The Foundation has a transparent Investment Policy which fundamental elements comprise the necessary criteria to offer a proper balance of profitability, security and liquidity of the investments made using the Foundation’s liquid resources.
In this context, the Investment Policy is an instrument that seeks to frame the definition of the Foundation’s investment strategy, within certain risk parameters, as well as comply with the limitations and best practices existing in this area for Foundations and non-profit entities.
I. INVESTMENT OBJECTIVE
To increase wealth and, essentially, preserve the capital invested.

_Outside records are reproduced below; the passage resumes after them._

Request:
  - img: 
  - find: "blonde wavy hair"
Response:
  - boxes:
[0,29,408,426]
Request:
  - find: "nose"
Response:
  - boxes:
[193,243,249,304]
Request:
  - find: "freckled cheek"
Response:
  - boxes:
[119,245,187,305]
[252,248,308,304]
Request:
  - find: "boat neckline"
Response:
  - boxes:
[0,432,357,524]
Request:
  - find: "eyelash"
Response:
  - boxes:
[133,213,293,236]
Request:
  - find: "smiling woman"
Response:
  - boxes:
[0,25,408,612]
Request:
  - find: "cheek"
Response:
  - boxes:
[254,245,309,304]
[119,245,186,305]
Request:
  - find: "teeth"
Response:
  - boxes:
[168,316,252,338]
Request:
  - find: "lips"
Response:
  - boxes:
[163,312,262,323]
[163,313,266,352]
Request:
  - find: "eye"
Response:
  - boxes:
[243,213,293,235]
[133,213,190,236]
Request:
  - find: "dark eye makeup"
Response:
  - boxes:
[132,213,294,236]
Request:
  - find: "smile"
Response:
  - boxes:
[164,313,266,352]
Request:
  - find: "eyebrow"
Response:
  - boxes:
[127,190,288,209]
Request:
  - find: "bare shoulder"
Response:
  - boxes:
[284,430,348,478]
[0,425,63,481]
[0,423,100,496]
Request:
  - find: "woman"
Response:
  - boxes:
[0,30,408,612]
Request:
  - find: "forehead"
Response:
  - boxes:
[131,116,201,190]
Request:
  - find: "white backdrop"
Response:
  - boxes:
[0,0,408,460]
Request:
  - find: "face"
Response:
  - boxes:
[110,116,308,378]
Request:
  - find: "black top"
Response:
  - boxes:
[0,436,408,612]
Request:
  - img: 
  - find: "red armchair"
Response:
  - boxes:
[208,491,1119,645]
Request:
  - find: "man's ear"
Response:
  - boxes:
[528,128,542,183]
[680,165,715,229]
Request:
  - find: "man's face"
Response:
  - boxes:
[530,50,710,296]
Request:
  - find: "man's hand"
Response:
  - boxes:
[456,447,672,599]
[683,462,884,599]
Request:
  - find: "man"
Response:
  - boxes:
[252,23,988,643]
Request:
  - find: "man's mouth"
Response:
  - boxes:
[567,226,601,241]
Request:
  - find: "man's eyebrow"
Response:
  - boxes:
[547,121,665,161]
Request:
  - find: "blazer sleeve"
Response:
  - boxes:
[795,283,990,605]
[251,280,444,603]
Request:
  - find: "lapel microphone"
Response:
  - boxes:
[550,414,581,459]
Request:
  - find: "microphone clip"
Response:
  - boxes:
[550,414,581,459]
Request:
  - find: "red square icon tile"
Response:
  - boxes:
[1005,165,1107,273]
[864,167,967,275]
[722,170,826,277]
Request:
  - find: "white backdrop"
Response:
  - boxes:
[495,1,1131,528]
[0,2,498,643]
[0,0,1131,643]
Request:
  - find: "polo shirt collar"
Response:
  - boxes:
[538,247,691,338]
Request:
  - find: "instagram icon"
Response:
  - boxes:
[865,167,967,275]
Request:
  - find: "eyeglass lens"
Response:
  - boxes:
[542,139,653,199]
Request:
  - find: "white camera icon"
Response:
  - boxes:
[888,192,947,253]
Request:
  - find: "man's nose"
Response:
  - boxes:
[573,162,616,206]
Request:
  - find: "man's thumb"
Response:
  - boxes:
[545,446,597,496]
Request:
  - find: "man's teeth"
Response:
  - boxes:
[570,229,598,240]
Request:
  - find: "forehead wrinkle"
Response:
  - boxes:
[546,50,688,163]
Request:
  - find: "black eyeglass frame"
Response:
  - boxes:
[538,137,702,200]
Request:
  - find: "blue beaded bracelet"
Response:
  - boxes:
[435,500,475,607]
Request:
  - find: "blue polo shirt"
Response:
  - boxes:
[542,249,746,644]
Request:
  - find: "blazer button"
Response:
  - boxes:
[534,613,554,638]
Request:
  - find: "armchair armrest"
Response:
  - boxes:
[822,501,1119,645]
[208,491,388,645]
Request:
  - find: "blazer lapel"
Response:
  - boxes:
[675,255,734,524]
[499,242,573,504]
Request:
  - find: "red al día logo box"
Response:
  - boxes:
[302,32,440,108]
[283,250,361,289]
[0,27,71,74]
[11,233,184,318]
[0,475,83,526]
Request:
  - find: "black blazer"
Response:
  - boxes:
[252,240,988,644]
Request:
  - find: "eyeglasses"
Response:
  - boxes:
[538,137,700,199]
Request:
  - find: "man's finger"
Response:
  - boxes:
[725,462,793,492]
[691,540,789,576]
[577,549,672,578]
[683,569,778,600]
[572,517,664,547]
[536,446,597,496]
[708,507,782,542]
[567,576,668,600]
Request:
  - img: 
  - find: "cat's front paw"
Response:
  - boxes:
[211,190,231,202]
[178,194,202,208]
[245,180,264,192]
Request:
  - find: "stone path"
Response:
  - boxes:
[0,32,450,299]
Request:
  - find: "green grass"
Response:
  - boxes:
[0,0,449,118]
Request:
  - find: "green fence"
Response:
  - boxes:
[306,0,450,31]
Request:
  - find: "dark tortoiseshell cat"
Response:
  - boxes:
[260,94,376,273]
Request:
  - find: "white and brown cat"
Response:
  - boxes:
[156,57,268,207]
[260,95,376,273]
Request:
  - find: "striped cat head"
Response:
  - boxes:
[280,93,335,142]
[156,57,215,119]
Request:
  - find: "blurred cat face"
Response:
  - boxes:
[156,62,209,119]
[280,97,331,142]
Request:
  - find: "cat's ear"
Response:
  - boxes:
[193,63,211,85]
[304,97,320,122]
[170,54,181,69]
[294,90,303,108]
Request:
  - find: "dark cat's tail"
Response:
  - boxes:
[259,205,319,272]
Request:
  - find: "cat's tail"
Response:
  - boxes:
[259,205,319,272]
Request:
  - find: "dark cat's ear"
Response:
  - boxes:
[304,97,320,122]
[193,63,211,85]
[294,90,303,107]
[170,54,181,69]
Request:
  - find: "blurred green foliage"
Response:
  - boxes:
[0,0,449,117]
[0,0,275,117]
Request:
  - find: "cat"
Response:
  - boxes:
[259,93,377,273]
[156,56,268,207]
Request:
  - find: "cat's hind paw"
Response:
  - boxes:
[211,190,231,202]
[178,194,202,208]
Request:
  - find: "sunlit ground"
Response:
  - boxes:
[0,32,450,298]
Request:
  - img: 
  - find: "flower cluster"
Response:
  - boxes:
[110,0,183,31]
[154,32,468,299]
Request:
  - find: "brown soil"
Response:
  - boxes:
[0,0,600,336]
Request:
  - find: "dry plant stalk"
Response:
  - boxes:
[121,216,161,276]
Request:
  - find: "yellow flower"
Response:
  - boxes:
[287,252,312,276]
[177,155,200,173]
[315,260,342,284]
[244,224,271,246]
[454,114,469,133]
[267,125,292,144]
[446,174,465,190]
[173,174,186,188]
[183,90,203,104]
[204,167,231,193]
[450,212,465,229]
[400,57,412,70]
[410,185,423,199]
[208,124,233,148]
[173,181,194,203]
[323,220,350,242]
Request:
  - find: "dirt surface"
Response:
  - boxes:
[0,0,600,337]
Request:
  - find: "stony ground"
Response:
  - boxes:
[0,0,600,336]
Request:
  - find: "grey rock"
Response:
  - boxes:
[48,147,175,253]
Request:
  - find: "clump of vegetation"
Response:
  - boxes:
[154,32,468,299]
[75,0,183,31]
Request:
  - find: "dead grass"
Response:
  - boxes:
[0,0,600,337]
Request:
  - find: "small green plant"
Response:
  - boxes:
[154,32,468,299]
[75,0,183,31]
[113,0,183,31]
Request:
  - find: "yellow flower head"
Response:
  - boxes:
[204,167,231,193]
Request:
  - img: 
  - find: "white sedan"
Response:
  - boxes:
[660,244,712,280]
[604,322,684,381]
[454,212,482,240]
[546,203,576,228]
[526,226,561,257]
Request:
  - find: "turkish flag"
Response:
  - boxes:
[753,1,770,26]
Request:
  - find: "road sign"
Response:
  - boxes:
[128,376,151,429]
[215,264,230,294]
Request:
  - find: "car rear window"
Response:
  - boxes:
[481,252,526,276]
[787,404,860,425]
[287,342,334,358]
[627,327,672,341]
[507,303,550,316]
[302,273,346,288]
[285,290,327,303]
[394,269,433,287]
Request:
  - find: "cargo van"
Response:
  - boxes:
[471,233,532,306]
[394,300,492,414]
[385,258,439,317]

II. SELECTION OF INVESTMENTS AND INVESTMENT MANAGERS
Investments are made through wealth managers or investment banks, in accordance with the following criteria and requirements:
• Diversification of managers in order to generate competition and comparability
• Best reputation and track record of success
• No minimum time commitment
• Lowest rates and management fees
• Dynamism in terms of adjusting the financial portfolio to market circumstances
• Experience in foundations and endowments
An investment portfolio has been designed with the managers, which is revised regularly, assessing, as a general rule, the increase or decrease in exposure of each kind of asset according to the expected return on the investment and its contribution to relative risk.
III. ADMINISTRATION OF THE INVESTMENT PORTFOLIO AND ITS RISKS
All aspects of the risks associated with the investments made using the Foundation’s resources are identified in this Policy.
Management of liquidity risk: The aim is to ensure that the investments have sufficient liquid instruments to satisfy liquidity needs at all times. The definition of “Liquid Instruments, considering the established market liquidity criteria, includes those attributed to the liquidity of the instrument itself and also the concentrations maintained in the financial portfolio. Accordingly, it is important to take into account not only the low costs of the transaction but also the expected time until the position maintained in each investment period is divested, which is mostly D+2.
Management of Market risk: Through the measurement of the different relevant market risk indicators (Beta, Volatility, VAR), the compliance with error tracking limits established in the Foundation’s investment policy is measured and monitored.